[<prev] [next>] [<thread-prev] [day] [month] [year] [list]
Message-ID: <2a922e66-dd0a-4f51-918b-92e5b40293f5@amd.com>
Date: Mon, 6 Oct 2025 16:28:03 -0500
From: "Bowman, Terry" <terry.bowman@....com>
To: "Cheatham, Benjamin" <benjamin.cheatham@....com>
Cc: linux-kernel@...r.kernel.org, linux-pci@...r.kernel.org,
dave@...olabs.net, jonathan.cameron@...wei.com, dave.jiang@...el.com,
alison.schofield@...el.com, dan.j.williams@...el.com, bhelgaas@...gle.com,
shiju.jose@...wei.com, ming.li@...omail.com,
Smita.KoralahalliChannabasappa@....com, rrichter@....com,
dan.carpenter@...aro.org, PradeepVineshReddy.Kodamati@....com,
lukas@...ner.de, sathyanarayanan.kuppuswamy@...ux.intel.com,
linux-cxl@...r.kernel.org, alucerop@....com, ira.weiny@...el.com
Subject: Re: [PATCH v12 21/25] CXL/PCI: Introduce CXL Port protocol error
handlers
On 10/3/2025 3:12 PM, Cheatham, Benjamin wrote:
> On 9/25/2025 5:34 PM, Terry Bowman wrote:
>> Introduce CXL error handlers for CXL Port devices.
>>
>> Add functions cxl_port_cor_error_detected() and cxl_port_error_detected().

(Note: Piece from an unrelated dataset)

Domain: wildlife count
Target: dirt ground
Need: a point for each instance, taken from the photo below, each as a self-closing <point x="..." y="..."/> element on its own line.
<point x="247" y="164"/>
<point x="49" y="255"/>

>> These will serve as the handlers for all CXL Port devices. Introduce
>> cxl_get_ras_base() to provide the RAS base address needed by the handlers.
>>
>> Update cxl_handle_proto_error() to call the CXL Port or CXL Endpoint
>> handler depending on which CXL device reports the error.
>>
>> Implement cxl_get_ras_base() to return the cached RAS register address of a
>> CXL Root Port, CXL Downstream Port, or CXL Upstream Port.
>>
>> Introduce get_pci_cxl_host_dev() to return the host responsible for
>> releasing the RAS mapped resources. CXL endpoints do not use a host to
>> manage its resources, allow for NULL in the case of an EP. Use reference
>> count increment on the host to prevent resource release. Make the caller
>> responsible for the reference decrement.
>>
>> Update the AER driver's is_cxl_error() PCI type check because CXL Port
>> devices are now supported.
>>
>> Signed-off-by: Terry Bowman <terry.bowman@....com>
>> Reviewed-by: Jonathan Cameron <Jonathan.Cameron@...wei.com>
>> Reviewed-by: Kuppuswamy Sathyanarayanan <sathyanarayanan.kuppuswamy@...ux.intel.com>
>>
>> ---
>>
>> Changes in v11->v12:
>> - Add call to cxl_pci_drv_bound() in cxl_handle_proto_error() and
>> pci_to_cxl_dev()
>> - Change cxl_error_detected() -> cxl_cor_error_detected()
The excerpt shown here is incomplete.